At 14, when her mother died, Anne moved with her family to Richardson, Texas. She felt rudely displaced, as if, she says, “I’d stepped through the television screen and into America.” It was in Texas that she met Stan Rice, her future husband. He edited the high school paper; she was the features editor. “I fell completely in love with him,” she has said. “I am still completely in love.” They married in 1961 when he was 19, she 20. The next year, they moved to San Francisco. Stan taught creative writing at San Francisco State, eventually becoming chairman of the department. Anne gave birth to Michelle, took a graduate degree in literature and worked intermittently at writing.
She also drank. “Two tall beers for breakfast with the sun coming up, that was divine,” says Rice, who developed a fondness for alcohol in high school, as did Stan. The death of their child—and Anne’s success—exacerbated the problem. They began to drink all the time. It was, says Rice, their “Scott and Zelda” period. “It’s easy to get a lot of writing done and still be a full-time drunk,” she says. “But you sacrifice everything to drinking…though we never hit any kind of bottom.”
In 1979, when their son, Chris, was a year old, Stan and Anne stopped drinking because they did not want their son to have alcoholic parents. Sobriety helped Anne’s work. “My output tripled after I stopped drinking,” she says. “I’ve been on a natural high now for years. When I was writing my vampire books I was completely sober, except for a few scenes.”

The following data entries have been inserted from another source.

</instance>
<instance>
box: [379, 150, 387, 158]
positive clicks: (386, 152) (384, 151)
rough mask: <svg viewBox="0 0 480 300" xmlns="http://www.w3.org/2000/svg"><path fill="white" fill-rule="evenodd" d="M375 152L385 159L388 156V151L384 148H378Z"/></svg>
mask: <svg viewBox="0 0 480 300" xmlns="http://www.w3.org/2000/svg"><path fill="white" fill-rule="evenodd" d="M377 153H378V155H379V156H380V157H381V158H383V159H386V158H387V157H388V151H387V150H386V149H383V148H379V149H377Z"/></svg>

It was during this period that she wrote the sadomasochistic Rampling novels. “I wrote about the fantasy that interested me personally and that I couldn’t find in the bookstores,” she says. “I wanted to create a Disneyland of S&M. Most porno is written by hacks. I meant it to be erotic and nothing else—to turn people on. Sex is good. Nothing about sex is evil or to be ashamed of.”
These days, Rice says, her life is “pretty routine.” Something of a recluse, she writes “obsessively,” while Stan, who has taken a leave from university life, devotes himself to painting. She reads Mario Puzo. She has seen Moonstruck nine times in the last few weeks. “Writing and my family are my life,” Rice says. “I used to write all night. I can’t do that with a 10-year-old son. Our family sits down to a meal together every evening.”
And where do the wild erotic fantasies of Anne Rampling and A.N. Roquelaure figure into this homey scene? The lady in the ruffled blouse says, with a mischievous grin, that we will never know. “When you’ve been in love with the same man for 27 years, you have something priceless. People will just have to guess what goes on behind these closed doors. That’s my secret.”